The Embedded Muse 421

Go here to sign up for The Embedded Muse.

The Embedded Muse
Issue Number 421, May 3, 2021
Copyright 2021 The Ganssle Group

Editor: Jack Ganssle, jack@ganssle.com

Jack Ganssle, Editor of The Embedded Muse

You may redistribute this newsletter for non-commercial purposes. For commercial use contact jack@ganssle.com. To subscribe or unsubscribe go here or drop Jack an email.

Contents

Editor's Notes
Quotes and Thoughts
Tools and Tips
Freebies and Discounts
The Schiaparelli Anomaly
Click Here to Kill Everyone
Is 90% OK OK?
Failure of the Week
This Week's Cool Product
Jobs!
Joke for the Week
About The Embedded Muse

Editor's Notes

Tip for sending me email: My email filters are super aggressive and I no longer look at the spam mailbox. If you include the phrase "embedded muse" in the subject line your email will wend its weighty way to me.

I'll be speaking at the Embedded Online Conference, which takes place from May 17-20. The speaker lineup is pretty amazing! Sign up with promo code GANSSLE149 and wonderful things will happen like reversal of male pattern baldness, a guest spot on Teen Vogue magazine, and a boost of what JFK called "vim and vigor." It will also get you registered for $149 instead of the usual $290 fee

Quotes and Thoughts

Submitted by Vlad Z.:

"Nur ein Idiot glaubt, aus eigenen Erfahrungen zu lernen.
Ich ziehe es vor, aus den Erfahrungen anderer zu lernen"
("Only an idiot believes in learning on his own experience. I prefer to learn from the experiences of others.") -- Otto von Bismarck

Tools and Tips

Please submit clever ideas or thoughts about tools, techniques and resources you love or hate. Here are the tool reviews submitted in the past.

In the last issue I discussed the Common Weakness Enumeration.

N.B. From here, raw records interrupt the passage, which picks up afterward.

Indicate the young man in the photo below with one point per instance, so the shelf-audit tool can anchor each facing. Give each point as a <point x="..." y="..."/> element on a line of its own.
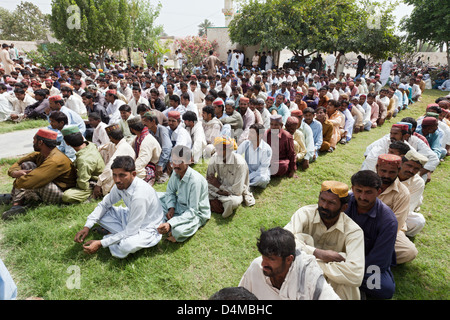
<point x="41" y="176"/>
<point x="130" y="228"/>
<point x="337" y="242"/>
<point x="379" y="225"/>
<point x="88" y="163"/>
<point x="284" y="273"/>
<point x="185" y="202"/>
<point x="258" y="155"/>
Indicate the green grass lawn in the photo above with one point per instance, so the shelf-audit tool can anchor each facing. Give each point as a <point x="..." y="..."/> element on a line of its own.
<point x="40" y="253"/>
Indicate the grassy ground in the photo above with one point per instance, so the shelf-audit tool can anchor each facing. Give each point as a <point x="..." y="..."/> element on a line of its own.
<point x="40" y="252"/>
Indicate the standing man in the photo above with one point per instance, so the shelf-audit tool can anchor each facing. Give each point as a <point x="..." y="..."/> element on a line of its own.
<point x="127" y="229"/>
<point x="185" y="202"/>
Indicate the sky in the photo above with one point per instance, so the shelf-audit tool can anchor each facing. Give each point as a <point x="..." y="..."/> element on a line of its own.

One of the issues the CWE identifies is excessive McCabe Cyclomatic Complexity, which is a valid concern. Unfortunately it offers no guidance about what "excessive" means, and I wrote that sometimes a big switch statement breaks the rule while being a very clear way of expressing a complex idea.

A number of readers wrote that switch is the ideal way to implement a state machine. I agree... for simple state machines. Big ones get out of control pretty quickly.

I generally prefer using a table defined in a structure. Each entry is one state or sub-state. It's impossible to generalize as every application will be different, but conceptually a table entry might include the next state, parameters associated with the current state, and a function pointer to the code to run that state. Code accepts events and sequences through the table.

Another alternative is Miro Samek's hierarchal state machines.

Freebies and Discounts

Thanks to Elektor this month's giveaway is a copy of Tam Hanna's book "Technical Modeling with OpenSCAD". OpenSCAD is an open source PC/Mac/Linux solid 3D modeler that seems to be increasingly popular. Tam's book is an easily accessible way to get started using this tool.

Enter via this link.

The Schiaparelli Anomaly

Farbrizio Bernardini sent this link to the ExoMars 2016 - Schiaparelli Anomaly Inquiry. The Schiaparelli module was part of the ExoMars 2016 mission launched in 2016 which was designed to land on Mars. Alas, it crashed. (The report claims it had a "hard landing", though the vehicle was totally destroyed when it hit the planet at 150 m/s). A few highlights make interesting reading (RDA is Radar Doppler Altimeter):

Because of the error in the estimated attitude that occurred at parachute inflation, the GNC Software projected the RDA range measurements with an erroneous off-vertical angle and deduced a negative altitude (cosinus of angles > 90 degrees are negative). There was no check on board of the plausibility of this altitude calculation.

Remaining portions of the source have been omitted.